Я вытащила носовой платок, на котором практиковалась в вышивании своих инициалов, и, не задумываясь, приложила его к ранке.
– У вас кровь, – пролепетала я, чувствуя, как розовеет мое лицо. Я только что прикоснулась к незнакомому мужчине.
Застигнутый врасплох, он взглянул на меня несколько удивленно, его пальцы коснулись моих, когда он взял платок.
– Мерси, – произнес он, поворачивая руку и вытирая кровь.
– Позвольте представить вам мадемуазель Антуанетту Шанель, – весело улыбаясь, вмешался Этьен. – Одну из знаменитых Трех Граций Мулена, вместе с сестрой и тетей.
Лучо пристально взглянул на меня.
– Как она может быть только одной, если воплощает в себе все их качества: Красоту, Радость и Молодость?
Я старалась вести себя естественно, будто красивые мужчины постоянно делали мне подобные комплименты.
– Вы очень добры, – я улыбнулась, – но меня как самую младшую называют Молодость.
– За Молодость! – Лучо изящно поклонился. – Ценное качество, которое мной растрачено. Я должен вам платок, Антониета.
Его глаза задержались на мне еще на мгновение, прежде чем он отошел, чтобы присоединиться к товарищам по команде, все еще прижимая мой носовой платок к своей руке.

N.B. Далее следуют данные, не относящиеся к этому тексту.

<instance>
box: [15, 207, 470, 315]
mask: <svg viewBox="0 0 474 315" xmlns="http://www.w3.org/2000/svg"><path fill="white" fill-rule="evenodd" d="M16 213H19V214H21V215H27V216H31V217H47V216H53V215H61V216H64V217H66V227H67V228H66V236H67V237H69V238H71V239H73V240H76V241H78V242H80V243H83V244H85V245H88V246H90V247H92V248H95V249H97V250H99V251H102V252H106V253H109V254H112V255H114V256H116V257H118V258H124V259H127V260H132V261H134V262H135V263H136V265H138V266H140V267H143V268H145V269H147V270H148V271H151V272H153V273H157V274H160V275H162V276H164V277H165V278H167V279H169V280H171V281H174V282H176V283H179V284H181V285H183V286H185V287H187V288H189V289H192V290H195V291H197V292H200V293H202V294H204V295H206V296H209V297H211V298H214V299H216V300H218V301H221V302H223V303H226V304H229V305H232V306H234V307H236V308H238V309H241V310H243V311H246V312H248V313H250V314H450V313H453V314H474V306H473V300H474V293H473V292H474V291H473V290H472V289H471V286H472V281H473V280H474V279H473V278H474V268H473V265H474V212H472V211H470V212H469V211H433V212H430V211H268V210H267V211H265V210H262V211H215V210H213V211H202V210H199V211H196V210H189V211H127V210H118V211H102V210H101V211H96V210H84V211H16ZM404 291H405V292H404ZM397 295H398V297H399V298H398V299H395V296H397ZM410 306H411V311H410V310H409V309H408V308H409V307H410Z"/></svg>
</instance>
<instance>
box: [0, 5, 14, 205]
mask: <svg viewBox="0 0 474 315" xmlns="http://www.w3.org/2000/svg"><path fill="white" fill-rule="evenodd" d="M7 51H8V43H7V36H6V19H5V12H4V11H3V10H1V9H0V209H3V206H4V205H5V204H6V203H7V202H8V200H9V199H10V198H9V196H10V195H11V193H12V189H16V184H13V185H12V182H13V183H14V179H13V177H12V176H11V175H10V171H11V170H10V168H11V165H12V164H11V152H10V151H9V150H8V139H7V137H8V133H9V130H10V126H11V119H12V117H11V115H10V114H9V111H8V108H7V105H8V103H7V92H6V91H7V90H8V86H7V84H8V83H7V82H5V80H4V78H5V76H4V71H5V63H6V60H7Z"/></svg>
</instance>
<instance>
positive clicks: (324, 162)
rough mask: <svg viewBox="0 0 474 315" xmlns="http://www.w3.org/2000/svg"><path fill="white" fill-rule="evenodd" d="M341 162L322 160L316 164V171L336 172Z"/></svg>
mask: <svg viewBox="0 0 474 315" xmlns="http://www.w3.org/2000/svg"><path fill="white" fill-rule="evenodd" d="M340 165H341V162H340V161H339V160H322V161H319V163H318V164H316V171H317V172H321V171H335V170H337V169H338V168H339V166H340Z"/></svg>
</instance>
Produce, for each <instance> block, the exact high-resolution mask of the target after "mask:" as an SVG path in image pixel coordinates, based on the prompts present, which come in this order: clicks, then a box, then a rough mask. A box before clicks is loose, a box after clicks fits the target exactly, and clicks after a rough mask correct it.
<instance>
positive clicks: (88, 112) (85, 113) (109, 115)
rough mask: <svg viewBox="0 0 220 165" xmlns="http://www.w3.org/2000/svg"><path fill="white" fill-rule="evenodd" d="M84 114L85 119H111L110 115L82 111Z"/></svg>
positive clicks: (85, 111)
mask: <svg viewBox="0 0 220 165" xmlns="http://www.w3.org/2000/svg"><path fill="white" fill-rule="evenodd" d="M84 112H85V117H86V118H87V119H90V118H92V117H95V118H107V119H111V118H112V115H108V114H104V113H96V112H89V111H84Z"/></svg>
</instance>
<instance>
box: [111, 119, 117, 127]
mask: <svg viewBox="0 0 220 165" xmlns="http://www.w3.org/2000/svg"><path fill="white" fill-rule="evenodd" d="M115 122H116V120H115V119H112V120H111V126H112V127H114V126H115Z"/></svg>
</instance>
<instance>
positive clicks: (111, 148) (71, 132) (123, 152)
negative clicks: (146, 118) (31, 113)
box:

Глядя ему вслед, Этьен покачал головой и рассмеялся.
– Хорош, не правда ли? – Он немного помолчал, потом добавил дразнящим тоном: – Антониета.
Я, возможно, парировала бы, но мое сердце трепетало, и я едва могла говорить.
Возвращаясь к нашей группе, я размышляла над словами Лучо Харрингтона, но никак не могла понять их смысл. Я повернулась к Этьену:
– Почему он сказал, что его молодость растрачена впустую? Он все еще выглядит достаточно молодым.
– Подозреваю, что это связано с его женитьбой, – ответил Этьен, и мое сердце упало. – Если это можно назвать браком.
– Что ты имеешь в виду? – пролепетала я.
– По слухам, это было одно из тех соглашений, когда одна могущественная аргентинская семья сливается с другой ради земли. Невеста Лучо настояла на поездке в Англию, а затем отказалась возвращаться в Аргентину. Так что теперь у нее есть дом в Мэйфилде, где она живет абсолютно независимо. Любовники приходят и уходят, по крайней мере так говорят. Семья, конечно, надеется, что появятся дети и все изменится, но Лучо не хочет иметь с ней ничего общего. Однако ситуацию не исправить. Разводу всегда сопутствуют проблемы, но здесь все еще сложнее, поскольку по аргентинским законам он запрещен. Единственный способ разорвать брак, говоря библейским языком, – это смерть одной из сторон.
Вот оно что. Наконец-то я встретила своего декурселевского героя, но он никогда не станет моим. За один день я пережила целую мелодраму.
ДВАДЦАТЬ ОДИН
Через несколько недель после матча, проходя через фойе на кухню и напевая мотив «Фиакра», я с удивлением заметила бабушку и тетю Джулию, на шляпе которой развевался пучок индюшачьих перьев, выкрашенных в синий цвет.
Я замерла. Что они здесь делают?
На лице тети Джулии застыло отвращение. Бабушка вытерла слезы и со слабой улыбкой поприветствовала меня, когда мать-настоятельница провожала их к входной двери.
Прежде чем я успела сбежать, аббатиса схватила меня за руку.
– Пошли, – потребовала она и повела меня в свой кабинет.
Я ждала, скромно уставившись в пол, пока она закрывала за нами дверь.